LA androginia alienígena de Bowie, cultivada y controlada por él mismo en sucesivas reencarnaciones y transformaciones desde sus primeras apariciones como Ziggy Stardust, iba a encontrar en el cine y el videoclip los vehículos perfectos para desarrollar una suerte de biografía imaginaria y paralela a la de la propia vida y carrera de la estrella del pop.

El hombre que vino de las estrellas (1976) marcaría el nacimiento oficial de ese Bowie de ficción del que siempre sospechamos que llevaba un extraterrestre con escamas y retinas de reptil en su interior. Convertido pronto en título de culto, deudor de las audacias narrativas y visuales de la época, el filme de Nicolas Roeg no sólo nos daba las claves futuras del gusto por la extrañeza y la ambigüedad de la imagen proyectada por Bowie, un visitante estelar asombrado por el sexo, el alcohol y la televisión de los terrícolas, sino que también asentaba, como su último disco, Blackstar, acaba de confirmarnos al volver sobre aquel filme, al tipo en constante y autoconsciente mutación, siempre distanciado de la normalidad humana y sus asuntos.

El cine quiso a ese Bowie ambiguo, magnético, anfibio, resbaladizo, una presencia (reconocible) antes que un verdadero actor, una máscara (muchas) antes que un intérprete propiamente dicho; y Bowie quiso también al cine como territorio de exploración y multiplicación de su esencial condición transformista y siempre visionaria.

Su aparición en títulos de los ochenta como El ansia (1983, Tony Scott), donde encarnaba a un moderno vampiro, Feliz Navidad, Mr. Lawrence (1983, Nagisa Oshima), donde compartió protagonismo en un campo de concentración japonés con el también músico Ryuichy Sakamoto, Absolute beginners (1986, Julian Temple), uno de los mejores musicales pop de la década, o Dentro del Laberinto (1986), viaje fantástico adolescente ideado por Jim Henson, así lo confirman: filmes donde la imagen de Bowie se impone sobre sus personajes, como una presencia singular que todo lo absorbe y contamina.
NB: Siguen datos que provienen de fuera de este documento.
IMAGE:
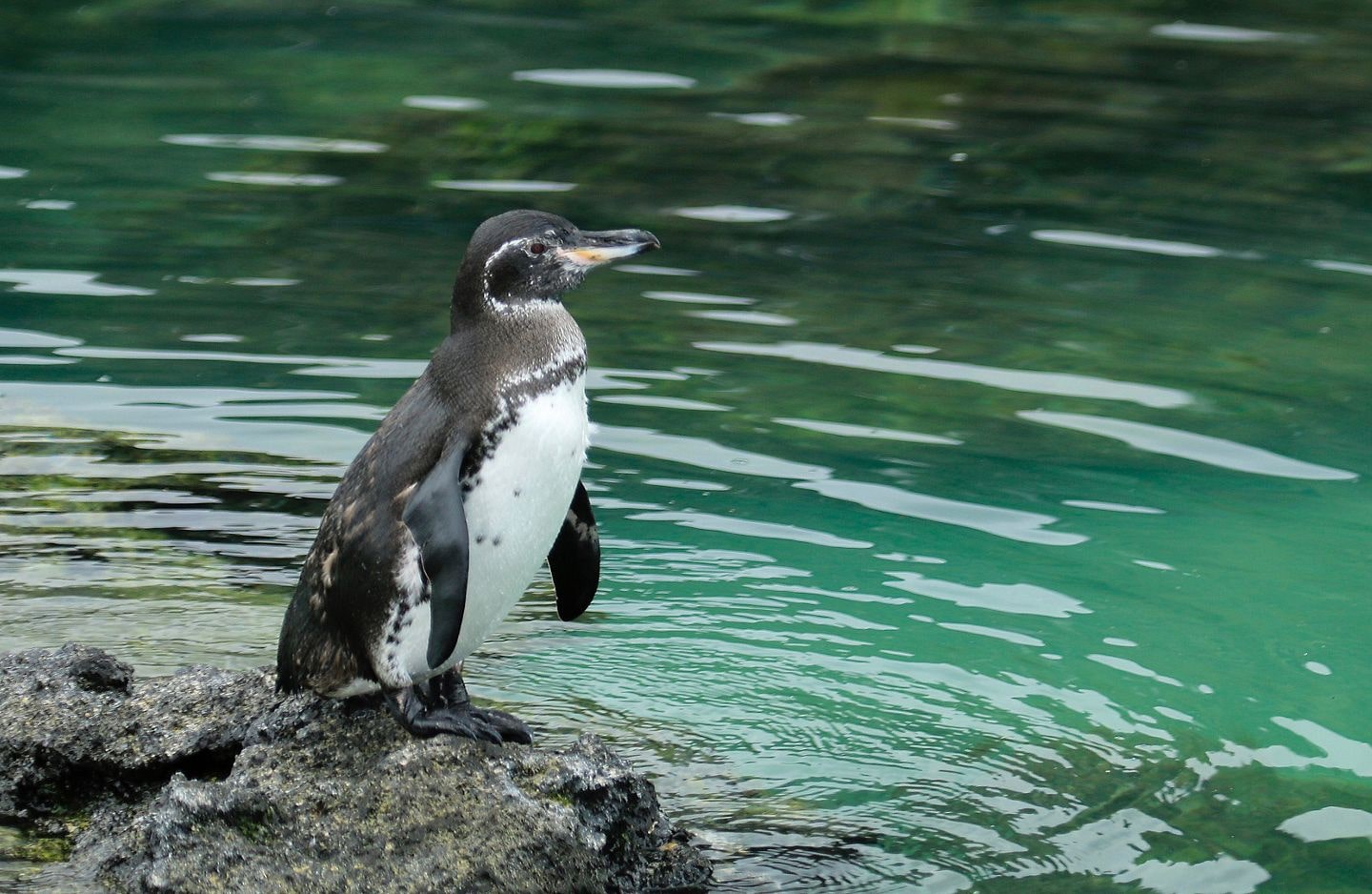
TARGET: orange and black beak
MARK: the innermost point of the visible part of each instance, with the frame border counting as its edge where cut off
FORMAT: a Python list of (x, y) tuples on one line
[(593, 249)]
No obstante, Bowie quiso ser actor o seguir jugando a serlo a lo largo de su carrera. Sus apariciones como Poncio Pilato en La última tentación de Cristo (1988, Martin Scorsese), como Andy Warhol, quién si no él, en Basquiat (1996, Julian Schnabel) o como el inventor Nikola Tesla en The Prestige (2006, Christopher Nolan) responden a esa voluntad lúdica por el desdoblamiento, el disfraz, la autoconciencia y la comunicación entre discursos. Algo que también puede verse en sus apariciones más fugaces o en cameos haciendo de sí mismo: en Twin Peaks. Fuego, camina conmigo (1992, David Lynch), Yo, Cristina F. (1981, Uli Edel) o en la delirante Zoolander (2001, Ben Stiller).

Pero donde quizá encontremos las mejores aportaciones de Bowie al cine ha sido en la interacción de algunas de sus canciones en películas en las que él no aparecía. Pienso, por ejemplo, en esa secuencia de Mala sangre, de Leos Carax, en la que Denis Lavant corre, salta y gesticula frenéticamente al ritmo de Modern love en paralelo a un travelling memorable, o ese otro de Malditos bastardos de Tarantino en el que su canción Cat people, que aparecía originalmente en el filme del mismo título de Paul Schrader, acompaña y marca el tempo y el montaje de la escena de la preparación de la venganza de Shossana en la cabina de proyección; o ese otro, en fin, de los títulos de crédito de Carretera perdida, de David Lynch, en el que la obsesiva I'm deranged suena sobre las imágenes aceleradas y vibrantes de una carretera iluminada por los faros del coche que conduce Bill Pullman.